Even before vegan burger maker Beyond Meat Inc. became this year’s standout initial public offering, it was clear that plant-based food is booming. What’s less clear: how to define “plant-based.”
U.S. retail sales in the category rose 11% to $4.5 billion in the past year, far outpacing the 2% growth in the food sector overall, according to a report released Tuesday from the Plant Based Foods Association and The Good Food Institute. Sales of dairy alternatives grew faster than animal-based milk products in every category, and plant-based milks now account for 13% of the total milk market, the groups said.
“We are now at the tipping point with the rapid expansion of plant-based foods across the entire store,” said PBFA’s senior director of retail partnerships Julie Emmett.

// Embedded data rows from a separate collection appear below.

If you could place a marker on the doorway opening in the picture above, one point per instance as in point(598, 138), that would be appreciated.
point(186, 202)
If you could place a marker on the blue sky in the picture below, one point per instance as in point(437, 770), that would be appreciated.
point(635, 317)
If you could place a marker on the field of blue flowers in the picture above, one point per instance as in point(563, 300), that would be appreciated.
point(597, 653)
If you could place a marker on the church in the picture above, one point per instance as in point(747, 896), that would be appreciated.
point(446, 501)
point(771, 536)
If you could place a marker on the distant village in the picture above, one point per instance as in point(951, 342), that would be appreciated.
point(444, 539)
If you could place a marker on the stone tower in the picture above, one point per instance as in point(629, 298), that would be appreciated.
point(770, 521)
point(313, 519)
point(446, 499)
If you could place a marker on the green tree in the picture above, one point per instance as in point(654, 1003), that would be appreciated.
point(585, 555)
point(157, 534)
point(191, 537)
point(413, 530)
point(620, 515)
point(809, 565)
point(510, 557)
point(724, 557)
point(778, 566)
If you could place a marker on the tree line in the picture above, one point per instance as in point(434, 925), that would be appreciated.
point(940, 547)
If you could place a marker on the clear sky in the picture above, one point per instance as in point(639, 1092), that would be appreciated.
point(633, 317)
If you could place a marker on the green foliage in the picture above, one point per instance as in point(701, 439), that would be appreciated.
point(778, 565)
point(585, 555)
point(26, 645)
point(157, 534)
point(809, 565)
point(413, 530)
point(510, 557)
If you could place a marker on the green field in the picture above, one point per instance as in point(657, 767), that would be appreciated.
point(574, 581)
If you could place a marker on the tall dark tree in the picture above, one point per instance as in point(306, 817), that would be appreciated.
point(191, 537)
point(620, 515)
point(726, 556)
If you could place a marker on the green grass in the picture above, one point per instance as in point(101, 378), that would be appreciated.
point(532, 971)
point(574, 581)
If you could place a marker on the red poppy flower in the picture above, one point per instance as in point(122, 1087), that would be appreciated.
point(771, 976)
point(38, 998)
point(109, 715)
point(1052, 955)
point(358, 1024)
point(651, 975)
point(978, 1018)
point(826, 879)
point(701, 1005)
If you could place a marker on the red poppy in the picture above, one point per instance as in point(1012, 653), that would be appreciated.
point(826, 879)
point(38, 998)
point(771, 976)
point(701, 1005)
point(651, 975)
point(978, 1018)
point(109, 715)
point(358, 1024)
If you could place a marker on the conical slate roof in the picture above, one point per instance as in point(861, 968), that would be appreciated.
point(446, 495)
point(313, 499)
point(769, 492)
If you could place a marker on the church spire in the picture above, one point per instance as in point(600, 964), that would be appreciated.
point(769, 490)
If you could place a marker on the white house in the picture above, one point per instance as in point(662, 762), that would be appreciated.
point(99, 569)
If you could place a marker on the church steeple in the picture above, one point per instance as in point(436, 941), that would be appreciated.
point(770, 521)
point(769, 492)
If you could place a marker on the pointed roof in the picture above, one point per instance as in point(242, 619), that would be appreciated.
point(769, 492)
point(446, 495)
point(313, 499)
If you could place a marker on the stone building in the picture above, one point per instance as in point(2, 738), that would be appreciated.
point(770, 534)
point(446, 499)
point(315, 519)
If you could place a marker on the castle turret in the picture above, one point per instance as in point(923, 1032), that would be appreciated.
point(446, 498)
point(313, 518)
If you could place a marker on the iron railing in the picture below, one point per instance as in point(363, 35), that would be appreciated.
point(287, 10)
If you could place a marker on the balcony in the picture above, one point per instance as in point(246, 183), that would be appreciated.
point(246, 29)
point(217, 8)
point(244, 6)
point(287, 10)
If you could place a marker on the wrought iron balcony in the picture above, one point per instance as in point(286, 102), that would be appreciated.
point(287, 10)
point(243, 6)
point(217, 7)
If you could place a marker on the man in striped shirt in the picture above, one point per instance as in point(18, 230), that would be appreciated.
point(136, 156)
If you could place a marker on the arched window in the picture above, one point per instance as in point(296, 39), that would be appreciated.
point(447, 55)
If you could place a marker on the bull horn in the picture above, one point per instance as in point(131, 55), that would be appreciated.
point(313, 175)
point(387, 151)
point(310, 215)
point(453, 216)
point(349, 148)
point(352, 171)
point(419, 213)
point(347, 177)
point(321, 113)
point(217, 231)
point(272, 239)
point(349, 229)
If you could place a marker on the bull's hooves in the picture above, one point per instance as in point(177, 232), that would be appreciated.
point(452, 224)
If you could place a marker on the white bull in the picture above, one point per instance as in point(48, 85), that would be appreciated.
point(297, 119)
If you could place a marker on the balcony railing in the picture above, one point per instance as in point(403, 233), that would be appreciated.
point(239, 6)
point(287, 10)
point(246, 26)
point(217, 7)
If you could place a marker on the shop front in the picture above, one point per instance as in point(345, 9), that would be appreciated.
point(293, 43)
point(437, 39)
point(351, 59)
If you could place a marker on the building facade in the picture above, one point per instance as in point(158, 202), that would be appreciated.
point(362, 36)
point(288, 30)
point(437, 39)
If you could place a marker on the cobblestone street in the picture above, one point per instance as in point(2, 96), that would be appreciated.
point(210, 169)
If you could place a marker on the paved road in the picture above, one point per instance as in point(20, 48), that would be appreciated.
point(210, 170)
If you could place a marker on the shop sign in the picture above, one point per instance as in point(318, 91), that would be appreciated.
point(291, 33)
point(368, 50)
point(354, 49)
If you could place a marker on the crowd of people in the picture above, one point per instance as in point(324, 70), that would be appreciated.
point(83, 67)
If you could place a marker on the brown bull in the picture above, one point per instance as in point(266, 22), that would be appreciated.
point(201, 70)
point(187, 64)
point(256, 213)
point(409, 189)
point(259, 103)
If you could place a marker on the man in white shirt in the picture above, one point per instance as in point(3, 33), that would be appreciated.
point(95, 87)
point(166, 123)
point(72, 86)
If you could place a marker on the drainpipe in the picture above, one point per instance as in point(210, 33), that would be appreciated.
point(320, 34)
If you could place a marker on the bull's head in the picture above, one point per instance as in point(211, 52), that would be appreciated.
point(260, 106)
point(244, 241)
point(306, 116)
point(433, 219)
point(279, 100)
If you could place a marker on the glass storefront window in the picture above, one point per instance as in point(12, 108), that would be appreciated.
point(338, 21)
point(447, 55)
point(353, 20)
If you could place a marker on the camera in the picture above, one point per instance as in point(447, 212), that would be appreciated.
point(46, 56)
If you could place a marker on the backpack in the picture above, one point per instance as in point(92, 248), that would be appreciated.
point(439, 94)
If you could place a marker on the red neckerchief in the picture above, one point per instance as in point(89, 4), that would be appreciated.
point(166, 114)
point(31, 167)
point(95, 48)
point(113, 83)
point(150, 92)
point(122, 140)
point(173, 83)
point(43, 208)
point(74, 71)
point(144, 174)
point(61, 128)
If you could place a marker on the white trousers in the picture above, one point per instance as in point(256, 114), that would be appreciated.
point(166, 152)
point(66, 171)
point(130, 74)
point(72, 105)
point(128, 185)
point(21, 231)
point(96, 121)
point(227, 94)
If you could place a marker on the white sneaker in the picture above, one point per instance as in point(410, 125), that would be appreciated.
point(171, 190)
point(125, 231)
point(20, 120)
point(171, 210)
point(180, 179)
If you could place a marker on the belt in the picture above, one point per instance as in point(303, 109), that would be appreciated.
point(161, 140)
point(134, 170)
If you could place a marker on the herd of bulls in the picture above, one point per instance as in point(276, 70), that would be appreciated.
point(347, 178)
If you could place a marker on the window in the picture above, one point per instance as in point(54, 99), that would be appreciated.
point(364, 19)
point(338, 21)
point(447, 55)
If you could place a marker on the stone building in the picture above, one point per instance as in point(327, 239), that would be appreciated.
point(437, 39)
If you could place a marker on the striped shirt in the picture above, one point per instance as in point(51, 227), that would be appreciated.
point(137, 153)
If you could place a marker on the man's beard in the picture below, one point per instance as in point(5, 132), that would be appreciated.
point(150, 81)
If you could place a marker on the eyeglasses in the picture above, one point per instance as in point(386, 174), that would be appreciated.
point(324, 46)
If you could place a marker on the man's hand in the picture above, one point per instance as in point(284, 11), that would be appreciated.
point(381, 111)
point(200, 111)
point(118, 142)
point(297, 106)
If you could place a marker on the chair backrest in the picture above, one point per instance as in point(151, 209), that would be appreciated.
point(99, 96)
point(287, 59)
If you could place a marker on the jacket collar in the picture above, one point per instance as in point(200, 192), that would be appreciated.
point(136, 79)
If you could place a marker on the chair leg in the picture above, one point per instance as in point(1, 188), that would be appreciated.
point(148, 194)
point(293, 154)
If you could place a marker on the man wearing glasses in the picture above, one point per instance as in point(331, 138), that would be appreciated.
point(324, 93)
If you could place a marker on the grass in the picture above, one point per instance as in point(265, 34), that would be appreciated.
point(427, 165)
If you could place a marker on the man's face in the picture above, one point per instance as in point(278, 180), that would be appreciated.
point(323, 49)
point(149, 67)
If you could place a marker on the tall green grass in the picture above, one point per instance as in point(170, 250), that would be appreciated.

But not everyone agrees what the term should mean. The PBFA defines plant-based products as foods completely free of animal ingredients. Big meat companies, however, use the term more loosely. Tyson Foods Inc. has developed plant-based nuggets that include egg whites and Perdue Farms Inc. has marketed its blended chicken and vegetable nuggets as plant-based.
Even the experts can’t agree. The National Institutes of Health define a plant-based diet as one that “excludes all animal products, including red meat, poultry, fish, eggs and dairy products,” but an article from Harvard Health Publishing said that eating a plant-based diet doesn’t mean that you “never eat meat or dairy.” Some plant-based diets do include animal products, said Michele Simon, executive director of the PBFA, but the group excludes them from its label because “when you start making a claim on a package, the term has to have real meaning.”
“While ‘vegan’ has negative connotations because it’s been come to be understood as deprivation, customers like ‘plant-based’ because it’s affirmative, celebratory and descriptive,” Simon said. “It focuses on what the products do have rather than what they exclude.”